BEIJING: A Chinese advertisement for cosmetic wipes that linked a woman’s appearance to the possibility of assault was removed, and the company was forced to apologize after a backlash over “blaming the victim”.
The advertisement, released by Chinese cotton product manufacturer Purcotton, last week showed a woman walking home at night followed by a male stalker.
When he wins it, she removes her makeup using the napkins and turns into a man, scaring a potential attacker.
It was widely criticized on Chinese social media, with users of the Twitter-like Weibo service complaining that it was highlighting a serious problem and pledging to boycott the brand’s products.
“Isn’t this just an insult to the female sex? Making an advertisement about a woman being stalked? This is a crime,” one user wrote, in a comment that garnered more than 50,000 likes.
Although the company has apologized twice since then, it initially defended the ad as a “creative concept”, which led to further outrage.
“To use women’s worst fears and pain as the subject of an advertisement, then defend them out loud – do you even have a mind?” Read 1 comment garnered over 30,000 likes.
In the face of a worsening public relations disaster, Purcotton wrote on Weibo Friday that it attached “great importance” to the issue, adding, “Regarding the discomfort the video content has caused to everyone, we deeply apologize and we will remove the video immediately.”
But the internet hype didn’t subside and Purcotton issued a longer apology on Monday.
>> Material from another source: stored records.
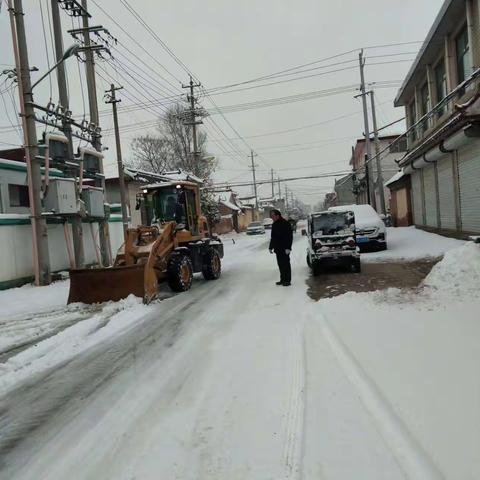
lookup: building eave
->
[393,0,465,107]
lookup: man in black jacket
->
[268,210,293,287]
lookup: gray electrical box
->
[82,186,105,218]
[43,178,77,215]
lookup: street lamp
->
[31,44,80,91]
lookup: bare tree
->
[131,135,170,172]
[132,104,217,180]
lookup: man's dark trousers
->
[275,251,292,283]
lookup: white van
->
[328,205,387,250]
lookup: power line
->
[90,0,181,93]
[120,0,194,84]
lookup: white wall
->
[0,219,123,282]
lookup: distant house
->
[323,192,337,210]
[350,135,407,211]
[215,197,243,234]
[385,172,412,227]
[395,0,480,237]
[0,148,123,290]
[105,167,203,226]
[334,173,356,205]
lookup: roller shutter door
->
[458,142,480,233]
[423,165,437,227]
[411,170,423,225]
[437,156,457,230]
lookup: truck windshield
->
[312,212,354,235]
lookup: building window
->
[389,137,407,153]
[455,27,472,84]
[8,184,30,208]
[420,83,430,132]
[435,58,447,117]
[408,99,417,142]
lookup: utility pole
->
[51,0,85,268]
[250,150,258,218]
[370,90,386,215]
[8,0,51,285]
[365,155,371,204]
[358,50,376,209]
[105,83,128,241]
[182,77,203,161]
[82,0,111,266]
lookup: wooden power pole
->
[105,83,129,241]
[370,90,386,215]
[358,50,376,209]
[8,0,51,285]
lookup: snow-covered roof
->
[218,198,241,212]
[384,170,405,187]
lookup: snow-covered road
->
[0,232,480,480]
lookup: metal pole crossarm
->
[67,25,110,38]
[205,171,351,190]
[58,0,92,18]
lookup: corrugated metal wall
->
[438,155,457,230]
[458,142,480,233]
[411,170,423,225]
[423,165,437,227]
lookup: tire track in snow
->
[283,325,305,479]
[321,316,445,480]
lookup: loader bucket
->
[68,265,145,303]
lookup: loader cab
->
[142,182,202,236]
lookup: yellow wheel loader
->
[68,181,223,303]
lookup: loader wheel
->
[312,262,321,277]
[202,248,222,280]
[352,258,362,273]
[167,255,193,292]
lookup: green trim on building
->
[0,275,35,290]
[0,215,130,226]
[0,159,65,178]
[0,217,30,226]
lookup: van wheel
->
[202,247,222,280]
[167,255,193,292]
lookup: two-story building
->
[395,0,480,237]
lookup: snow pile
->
[0,295,151,395]
[0,281,70,321]
[423,242,480,298]
[362,227,465,262]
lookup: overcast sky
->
[0,0,443,204]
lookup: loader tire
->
[312,262,322,277]
[202,247,222,280]
[167,255,193,292]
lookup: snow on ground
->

Weibo’s hashtag “Purcotton” had 500 million views as of Tuesday morning.
Even state media have influenced the controversy.
“It beautifies the criminal and disfigures the victim, and it is full of prejudice, hatred and ignorance,” the official newspaper of the state-run women’s rights group across China wrote in a comment Friday.
The Winner Medical Group-owned Purcotton brand operates 240 stores across China, selling products such as apparel, wipes, sanitary napkins and baby diapers.
It is the latest company to be trapped as more and more Chinese social media users have called for ads deemed sexist in recent years, a trend that major global brands like Ikea and Audi have fallen for.
Last November, the Taiwanese supermarket chain RT-Mart apologized after online commentators accused it of “slandering” customers.
Large-sized women’s clothing in its Chinese stores were described as “rotten” and “very rotten”, while small and medium sizes were described as “skinny” and “beautiful.”
An Audi Chinese advertisement in 2017 was heavily criticized for showing a bride undergoing a physical inspection in the driveway by her future mother-in-law, who made comparisons to check cattle or used cars.